Antigamente, a preparação para os exames se resumia a ter estudado ou não. Hoje em dia, também se trata de ter uma conexão Wi-Fi forte, garantir que seu irmãozinho não tenha agendado sua aula virtual de violino no quarto ao lado e como você pode provar aos seus fiscais, a centenas ou até milhares de quilômetros de distância, que você é, de fato, você.
Durante os confinamentos na Austrália, Ethan Jones estava cursando seu mestrado em gestão da construção na Universidade Deakin, em Victoria, enquanto permanecia em casa em Hobart, na Tasmânia, a quase 640 quilômetros de distância. Para comprovar sua identidade durante as provas, ele teve que digitalizar seu passaporte, mas o documento é antigo e está bastante deteriorado. Pediram-lhe que segurasse sua carteira de estudante em frente à tela do computador para que ficasse alinhada corretamente – só que não dava certo.
Mas recentemente ele participou de um programa inicial com a Deakin e a Australia Post para testar o ID, o serviço de identidade digital da Mastercard, que pode verificar estudantes que fazem provas online. Os alunos criaram uma identidade digital no aplicativo Digital iD dos Correios da Austrália para obter acesso ao portal de exames da Deakin. Todas as informações no aplicativo são controladas pelos usuários em seus dispositivos e a troca de dados é mínima. Uma vez configurado e com o consentimento do aluno, o aplicativo compartilha apenas as informações pessoais específicas necessárias para se inscrever em um exame no portal da Deakin.
“Foi muito mais rápido, muito mais ágil e muito menos estressante”, diz Jones. “Tudo é controlado pelo meu celular, e eu sempre o tenho comigo.”
A necessidade de identidade digital – uma forma de verificar suas interações online de maneira fácil e segura – vem se consolidando há anos, mas a pandemia acelerou nossa dependência do mundo digital, desde compras online, pagamento de contas e serviços bancários móveis até consultas médicas virtuais, aprendizado online e trabalho remoto.
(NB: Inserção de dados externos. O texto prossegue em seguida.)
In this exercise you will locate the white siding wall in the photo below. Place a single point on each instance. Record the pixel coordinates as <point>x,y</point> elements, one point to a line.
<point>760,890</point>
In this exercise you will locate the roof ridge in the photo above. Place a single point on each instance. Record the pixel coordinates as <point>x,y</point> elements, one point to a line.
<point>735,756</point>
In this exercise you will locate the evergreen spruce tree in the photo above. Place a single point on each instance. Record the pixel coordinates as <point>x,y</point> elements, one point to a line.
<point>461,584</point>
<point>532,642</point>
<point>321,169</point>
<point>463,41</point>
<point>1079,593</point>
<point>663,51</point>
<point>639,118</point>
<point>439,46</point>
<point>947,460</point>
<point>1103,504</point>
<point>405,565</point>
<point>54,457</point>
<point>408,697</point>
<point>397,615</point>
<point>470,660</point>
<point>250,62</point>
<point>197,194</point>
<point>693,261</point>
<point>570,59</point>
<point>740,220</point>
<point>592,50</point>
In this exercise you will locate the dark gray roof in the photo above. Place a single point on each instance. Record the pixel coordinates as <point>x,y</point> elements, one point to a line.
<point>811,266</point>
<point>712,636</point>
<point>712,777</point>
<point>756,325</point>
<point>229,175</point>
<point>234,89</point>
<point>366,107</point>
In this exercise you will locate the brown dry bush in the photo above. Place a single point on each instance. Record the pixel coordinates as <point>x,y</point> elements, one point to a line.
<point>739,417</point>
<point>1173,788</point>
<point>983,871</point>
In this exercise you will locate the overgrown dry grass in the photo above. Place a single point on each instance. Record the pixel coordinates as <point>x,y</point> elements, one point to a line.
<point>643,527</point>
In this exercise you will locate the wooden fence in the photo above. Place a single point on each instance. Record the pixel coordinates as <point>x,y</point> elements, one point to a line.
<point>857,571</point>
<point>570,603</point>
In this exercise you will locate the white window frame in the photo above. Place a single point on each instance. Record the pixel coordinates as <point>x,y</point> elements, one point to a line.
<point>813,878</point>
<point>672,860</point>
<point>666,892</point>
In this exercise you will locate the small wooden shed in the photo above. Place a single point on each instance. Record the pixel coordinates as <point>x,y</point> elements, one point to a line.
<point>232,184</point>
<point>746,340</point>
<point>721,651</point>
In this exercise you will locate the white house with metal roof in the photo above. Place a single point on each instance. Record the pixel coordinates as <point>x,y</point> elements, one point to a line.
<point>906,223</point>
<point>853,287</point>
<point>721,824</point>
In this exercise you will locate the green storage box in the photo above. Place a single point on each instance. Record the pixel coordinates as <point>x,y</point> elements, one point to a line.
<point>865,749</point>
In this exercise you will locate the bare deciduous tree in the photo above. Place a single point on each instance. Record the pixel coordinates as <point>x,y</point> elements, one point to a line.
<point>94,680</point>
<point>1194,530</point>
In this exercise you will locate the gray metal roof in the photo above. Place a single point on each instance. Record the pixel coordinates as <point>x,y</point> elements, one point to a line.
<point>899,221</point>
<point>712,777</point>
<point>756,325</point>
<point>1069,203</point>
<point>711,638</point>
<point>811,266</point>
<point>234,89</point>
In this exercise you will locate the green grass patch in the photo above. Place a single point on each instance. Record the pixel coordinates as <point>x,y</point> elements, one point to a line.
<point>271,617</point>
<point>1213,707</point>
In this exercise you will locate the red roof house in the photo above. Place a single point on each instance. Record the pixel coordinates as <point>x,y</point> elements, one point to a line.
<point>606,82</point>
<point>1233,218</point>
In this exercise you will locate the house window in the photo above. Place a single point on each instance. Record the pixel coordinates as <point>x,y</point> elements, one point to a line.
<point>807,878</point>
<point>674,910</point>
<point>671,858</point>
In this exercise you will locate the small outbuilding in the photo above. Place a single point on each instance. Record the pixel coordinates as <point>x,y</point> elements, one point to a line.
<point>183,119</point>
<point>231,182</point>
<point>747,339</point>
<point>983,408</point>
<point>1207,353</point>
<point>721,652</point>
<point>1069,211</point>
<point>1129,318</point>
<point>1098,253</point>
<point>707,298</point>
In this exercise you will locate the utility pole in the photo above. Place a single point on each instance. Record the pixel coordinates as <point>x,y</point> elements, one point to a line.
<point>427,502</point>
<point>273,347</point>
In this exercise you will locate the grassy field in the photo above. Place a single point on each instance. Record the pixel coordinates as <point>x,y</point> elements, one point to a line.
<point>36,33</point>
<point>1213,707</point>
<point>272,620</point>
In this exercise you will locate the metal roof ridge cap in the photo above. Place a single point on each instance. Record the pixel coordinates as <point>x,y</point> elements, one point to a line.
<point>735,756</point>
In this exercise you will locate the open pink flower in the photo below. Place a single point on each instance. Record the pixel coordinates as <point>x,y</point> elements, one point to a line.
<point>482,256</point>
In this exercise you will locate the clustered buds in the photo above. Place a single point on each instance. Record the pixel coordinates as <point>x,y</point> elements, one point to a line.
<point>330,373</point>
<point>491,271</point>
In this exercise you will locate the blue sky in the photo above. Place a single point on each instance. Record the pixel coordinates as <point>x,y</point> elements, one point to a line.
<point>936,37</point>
Com a pandemia se prolongando, a necessidade de identificação digital continuará, e pesquisas mostram que as ferramentas que possibilitaram nossas vidas virtuais vieram para ficar – e a necessidade de confiança nessas ferramentas só aumentará em todas as partes do mundo.
A Mastercard acaba de lançar sua rede global de identificação no Brasil com uma parceria semelhante à da Deakin, na qual os alunos usam o aplicativo MeuID da idwall para criar e verificar sua identidade digital. Dessa forma, eles podem comprovar sua identidade antes de realizar importantes exames nacionais na plataforma da Amigo Edu, utilizando a rede de identificação da Mastercard, que compartilha as credenciais verificadas de forma segura.
Mas não termina na sala de aula. Uma vez que os estudantes brasileiros – ou, à medida que essa prática se expande, qualquer outra pessoa – criem sua identidade digital, poderão usá-la para abrir uma conta bancária, obter um empréstimo ou comprovar sua idade para acessar serviços, como alugar um carro, sem precisar compartilhar dados pessoais ou entregar sua carteira de habilitação.
“Com este projeto, pretendemos acelerar nossa ambição de criar uma identidade global para a América Latina”, afirma Lincoln Aldo, CEO da idwall. “Isso criará uma nova maneira para as empresas implementarem a identidade digital em seus serviços e proporcionará mais privacidade e segurança para os dados pessoais dos usuários.” Mas essa parceria é apenas o ponto de partida para expandir o aplicativo para diferentes serviços que a empresa está desenvolvendo, afirma ele. “O nosso desejo é construir continuamente, através da tecnologia, uma sociedade confiável e menos burocrática para todos.”